How to Handle Incidents of Police Detention or Harassment
Individuals detained by the police should comply with instructions. If a visitor does have an issue with unlawful detention, corruption, bribery, or harassment, s/he should report it immediately to the Embassy and request assistance. U.S. citizens can reach the Embassy by calling +45 3341 7100 during normal business hours or +45 3341 7400 afterhours.
Crime Victim Assistance
The Danish National Police are very proactive and responsive when dealing with violent criminal activity but are selective about responding to vehicle break-ins and burglaries. The Danish National Police are typically the primary first law enforcement responder in the case of any emergency. Dial 112 for emergencies and life-threatening situations.
For emergency cases involving the death, arrest, or serious medical emergency of a U.S. citizen in Denmark, please contact American Citizen Services by telephone: (45) 33 41 71 00, on Mondays and Thursdays, between 2-4 pm. Email: CopenhagenACS@state.gov.
The National Police are the primary law enforcement authority in Denmark, Greenland, and the Faroe Islands, and are under the direction of the Ministry of Justice. The National Police develop strategies, support work in the local police districts, and coordinate police operations on a national level.
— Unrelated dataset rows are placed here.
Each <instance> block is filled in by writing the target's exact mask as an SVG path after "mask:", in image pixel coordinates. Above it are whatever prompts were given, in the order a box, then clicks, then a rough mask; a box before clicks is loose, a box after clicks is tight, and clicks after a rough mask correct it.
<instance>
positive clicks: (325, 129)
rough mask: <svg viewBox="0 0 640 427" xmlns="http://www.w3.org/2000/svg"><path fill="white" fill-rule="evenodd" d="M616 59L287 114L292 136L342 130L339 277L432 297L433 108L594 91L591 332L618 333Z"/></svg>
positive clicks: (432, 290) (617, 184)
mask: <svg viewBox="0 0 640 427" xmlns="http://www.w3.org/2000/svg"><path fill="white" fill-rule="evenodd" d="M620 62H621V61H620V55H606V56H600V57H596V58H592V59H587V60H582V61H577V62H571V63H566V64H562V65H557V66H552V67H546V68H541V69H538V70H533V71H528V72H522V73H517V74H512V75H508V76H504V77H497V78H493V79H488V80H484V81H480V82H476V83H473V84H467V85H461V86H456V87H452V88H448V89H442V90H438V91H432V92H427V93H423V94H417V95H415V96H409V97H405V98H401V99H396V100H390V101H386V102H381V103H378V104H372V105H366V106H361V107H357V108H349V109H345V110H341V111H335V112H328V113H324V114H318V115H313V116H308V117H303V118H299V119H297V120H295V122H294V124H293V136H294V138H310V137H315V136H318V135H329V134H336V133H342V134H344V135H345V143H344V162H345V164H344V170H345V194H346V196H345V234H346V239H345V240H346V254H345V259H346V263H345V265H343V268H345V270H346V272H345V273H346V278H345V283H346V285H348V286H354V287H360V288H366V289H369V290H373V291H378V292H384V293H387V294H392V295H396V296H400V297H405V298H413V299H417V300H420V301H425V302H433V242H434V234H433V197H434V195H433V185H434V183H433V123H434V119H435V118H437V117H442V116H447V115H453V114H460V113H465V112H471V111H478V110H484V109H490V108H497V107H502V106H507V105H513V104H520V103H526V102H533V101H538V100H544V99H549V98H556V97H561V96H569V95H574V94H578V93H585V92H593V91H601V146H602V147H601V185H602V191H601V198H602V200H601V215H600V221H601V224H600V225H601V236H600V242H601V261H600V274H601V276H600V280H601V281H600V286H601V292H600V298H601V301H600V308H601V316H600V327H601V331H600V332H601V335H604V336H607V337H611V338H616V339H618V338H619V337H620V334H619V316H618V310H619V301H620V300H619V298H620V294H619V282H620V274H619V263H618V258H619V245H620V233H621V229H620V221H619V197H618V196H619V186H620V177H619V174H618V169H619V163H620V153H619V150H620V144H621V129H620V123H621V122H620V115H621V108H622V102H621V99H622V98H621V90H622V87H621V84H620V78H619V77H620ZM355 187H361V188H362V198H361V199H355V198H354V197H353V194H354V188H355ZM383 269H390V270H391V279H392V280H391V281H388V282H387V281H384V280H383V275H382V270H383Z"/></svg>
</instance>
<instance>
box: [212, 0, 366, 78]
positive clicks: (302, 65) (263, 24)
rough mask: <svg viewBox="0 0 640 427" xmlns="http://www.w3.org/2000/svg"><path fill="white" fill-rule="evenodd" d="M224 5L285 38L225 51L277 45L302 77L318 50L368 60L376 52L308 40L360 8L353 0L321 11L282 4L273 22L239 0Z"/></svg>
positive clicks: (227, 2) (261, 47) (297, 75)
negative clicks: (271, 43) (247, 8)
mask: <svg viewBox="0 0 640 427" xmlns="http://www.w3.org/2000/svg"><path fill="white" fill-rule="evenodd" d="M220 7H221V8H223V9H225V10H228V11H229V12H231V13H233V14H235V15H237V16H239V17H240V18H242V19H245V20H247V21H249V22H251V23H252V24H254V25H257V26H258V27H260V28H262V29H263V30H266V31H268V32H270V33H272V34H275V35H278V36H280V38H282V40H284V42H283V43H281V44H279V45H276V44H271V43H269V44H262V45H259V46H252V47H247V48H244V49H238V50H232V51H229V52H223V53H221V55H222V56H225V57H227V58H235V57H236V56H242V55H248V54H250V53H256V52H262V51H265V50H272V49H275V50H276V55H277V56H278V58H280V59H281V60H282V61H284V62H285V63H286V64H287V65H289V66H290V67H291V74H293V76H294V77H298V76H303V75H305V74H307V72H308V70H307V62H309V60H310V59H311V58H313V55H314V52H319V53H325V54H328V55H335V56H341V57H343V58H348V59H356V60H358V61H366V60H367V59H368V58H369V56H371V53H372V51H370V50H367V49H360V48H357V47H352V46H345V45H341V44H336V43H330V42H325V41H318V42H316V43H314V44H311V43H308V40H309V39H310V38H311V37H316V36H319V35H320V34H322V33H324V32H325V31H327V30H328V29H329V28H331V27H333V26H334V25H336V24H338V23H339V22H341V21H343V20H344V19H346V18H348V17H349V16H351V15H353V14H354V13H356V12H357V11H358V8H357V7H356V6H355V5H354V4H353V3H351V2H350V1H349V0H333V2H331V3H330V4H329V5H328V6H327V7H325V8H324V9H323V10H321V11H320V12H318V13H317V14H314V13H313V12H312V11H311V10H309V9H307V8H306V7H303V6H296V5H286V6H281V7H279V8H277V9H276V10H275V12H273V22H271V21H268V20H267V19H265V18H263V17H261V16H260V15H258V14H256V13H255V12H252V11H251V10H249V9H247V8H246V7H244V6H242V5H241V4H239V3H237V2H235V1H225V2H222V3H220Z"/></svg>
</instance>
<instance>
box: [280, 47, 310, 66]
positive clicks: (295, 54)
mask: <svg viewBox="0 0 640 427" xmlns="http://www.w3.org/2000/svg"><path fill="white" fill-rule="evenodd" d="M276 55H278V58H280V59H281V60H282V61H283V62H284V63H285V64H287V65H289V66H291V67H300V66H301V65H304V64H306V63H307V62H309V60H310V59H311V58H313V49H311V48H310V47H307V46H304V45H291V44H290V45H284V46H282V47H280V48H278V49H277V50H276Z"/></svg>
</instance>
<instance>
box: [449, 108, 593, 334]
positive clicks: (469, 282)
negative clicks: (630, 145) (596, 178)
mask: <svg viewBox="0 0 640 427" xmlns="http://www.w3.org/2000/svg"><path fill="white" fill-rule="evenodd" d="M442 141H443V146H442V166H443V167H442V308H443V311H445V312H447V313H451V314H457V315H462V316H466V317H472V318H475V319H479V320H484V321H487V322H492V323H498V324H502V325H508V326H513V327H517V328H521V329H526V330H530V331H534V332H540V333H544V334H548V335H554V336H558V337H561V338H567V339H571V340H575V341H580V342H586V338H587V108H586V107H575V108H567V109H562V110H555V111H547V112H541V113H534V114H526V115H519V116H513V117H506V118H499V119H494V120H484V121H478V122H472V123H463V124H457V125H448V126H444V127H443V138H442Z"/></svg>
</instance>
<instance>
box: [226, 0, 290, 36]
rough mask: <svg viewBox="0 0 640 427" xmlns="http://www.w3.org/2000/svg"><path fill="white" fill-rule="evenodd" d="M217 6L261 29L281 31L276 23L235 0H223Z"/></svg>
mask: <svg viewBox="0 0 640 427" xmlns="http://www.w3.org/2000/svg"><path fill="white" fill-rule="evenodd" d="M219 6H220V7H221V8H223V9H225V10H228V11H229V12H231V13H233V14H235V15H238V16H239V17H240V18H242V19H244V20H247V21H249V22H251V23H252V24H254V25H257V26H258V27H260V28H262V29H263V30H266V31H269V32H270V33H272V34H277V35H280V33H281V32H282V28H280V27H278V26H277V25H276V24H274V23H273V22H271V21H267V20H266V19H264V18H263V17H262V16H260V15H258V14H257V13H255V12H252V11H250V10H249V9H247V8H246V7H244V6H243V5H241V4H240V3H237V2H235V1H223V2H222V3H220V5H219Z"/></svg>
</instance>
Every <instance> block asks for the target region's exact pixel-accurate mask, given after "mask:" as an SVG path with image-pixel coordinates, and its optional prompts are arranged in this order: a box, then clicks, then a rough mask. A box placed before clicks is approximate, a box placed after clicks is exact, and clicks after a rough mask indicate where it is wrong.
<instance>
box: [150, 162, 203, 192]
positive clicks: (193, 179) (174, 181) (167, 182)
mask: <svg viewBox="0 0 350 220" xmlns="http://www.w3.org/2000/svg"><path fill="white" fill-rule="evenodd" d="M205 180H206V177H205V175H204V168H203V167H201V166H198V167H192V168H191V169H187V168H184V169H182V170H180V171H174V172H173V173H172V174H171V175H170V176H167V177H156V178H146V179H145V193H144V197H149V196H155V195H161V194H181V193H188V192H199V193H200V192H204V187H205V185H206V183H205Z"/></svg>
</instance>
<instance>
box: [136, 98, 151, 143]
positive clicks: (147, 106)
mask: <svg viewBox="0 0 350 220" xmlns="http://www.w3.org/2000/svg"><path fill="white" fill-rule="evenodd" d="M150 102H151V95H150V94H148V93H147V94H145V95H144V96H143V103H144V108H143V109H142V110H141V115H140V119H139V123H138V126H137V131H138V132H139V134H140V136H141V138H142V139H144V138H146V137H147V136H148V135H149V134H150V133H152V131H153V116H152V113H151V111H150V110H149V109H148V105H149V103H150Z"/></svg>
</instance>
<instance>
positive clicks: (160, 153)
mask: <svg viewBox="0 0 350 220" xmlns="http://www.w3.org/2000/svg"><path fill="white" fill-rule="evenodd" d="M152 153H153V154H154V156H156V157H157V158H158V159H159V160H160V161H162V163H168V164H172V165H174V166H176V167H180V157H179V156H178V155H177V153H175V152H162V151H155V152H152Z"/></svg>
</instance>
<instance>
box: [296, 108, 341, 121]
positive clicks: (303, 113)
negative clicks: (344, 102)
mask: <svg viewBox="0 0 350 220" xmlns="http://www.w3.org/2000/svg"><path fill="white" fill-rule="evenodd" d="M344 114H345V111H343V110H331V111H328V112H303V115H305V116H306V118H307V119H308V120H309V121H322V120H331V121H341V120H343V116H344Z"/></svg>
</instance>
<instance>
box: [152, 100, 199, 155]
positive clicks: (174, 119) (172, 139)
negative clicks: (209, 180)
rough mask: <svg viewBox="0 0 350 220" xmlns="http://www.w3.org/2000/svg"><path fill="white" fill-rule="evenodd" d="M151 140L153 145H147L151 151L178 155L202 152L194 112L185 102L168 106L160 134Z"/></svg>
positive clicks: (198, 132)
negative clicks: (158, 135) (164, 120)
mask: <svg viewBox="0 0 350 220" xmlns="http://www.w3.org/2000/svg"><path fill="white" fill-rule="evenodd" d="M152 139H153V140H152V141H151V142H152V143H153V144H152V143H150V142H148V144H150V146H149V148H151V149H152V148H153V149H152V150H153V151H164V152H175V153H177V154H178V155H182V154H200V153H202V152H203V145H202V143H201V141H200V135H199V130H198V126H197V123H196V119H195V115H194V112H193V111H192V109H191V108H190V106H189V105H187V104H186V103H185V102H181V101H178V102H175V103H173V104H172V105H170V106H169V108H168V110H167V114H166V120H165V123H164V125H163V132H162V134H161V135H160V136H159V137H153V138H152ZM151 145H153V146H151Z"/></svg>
In the event of a non-life threatening injury, those in need of medical attention must telephone 1813 before going to the doctor/hospital. The dispatcher will provide instructions based on the trauma/injury and the location of the caller. No ER or acute services will be provided prior to calling 1813.
For medical emergencies (a life threatening situation) that include the need for medevac, one should call 112. The dispatcher will provide instructions to the caller, identify the hospital best suited to meet the needs of the patient, and dispatch the required support.
Contact Information for Available Medical Services
Rigshospitalet is the only Level 1 equivalent hospital in Denmark.
Blegdamsvej 9, 2100 København; +45 35 45 35 45
Bispebjerg Hospital is the largest acute clinic/ER in the capitol region.
Bispebjerg Bakke 23, 2400 København NV; +45 35 31 35 31
- Hillerød Hospital provides care for incidents occurring north of Zealand.
Dyrehavevej 29, 3400 Hillerød; +45 48 29 48 29
Country-specific Vaccination and Health Guidance
The CDC offers additional information on vaccines and health guidance for Denmark.
OSAC Country Council Information
The Copenhagen Country Council currently meets twice a year and has approximately 25 members. Please contact OSAC’s Europe team with any questions or to join.
U.S. Embassy Location and Contact Information
Embassy Address and Hours of Operation
U.S. Embassy Copenhagen
Dag Hammarskjölds Allé 24
DK 2100 Copenhagen Ø
Hours of Operation: 0830-1700
Embassy Contact Numbers
Main: +45 33 41 71 00
Fax: +45 35 43 02 23
Post One: +45 33 41 74 00
RSO: +45 33 41 74 13
Consular Coverage for Multi-Post Countries
Denmark includes the mainland, Greenland, and the Faroe Islands.
Virtual Presence Post Nuuk: http://greenland.usvpp.gov.
U.S. citizens traveling in Denmark are encouraged to register in the Smart Traveler Enrollment Program (STEP). STEP is a free service that helps the U.S. Embassy disseminate information about safety conditions and contact travelers in an emergency.
If you are traveling between countries in Europe, please check the website of the U.S. Embassy or Consulate in your destination city for any recent security messages.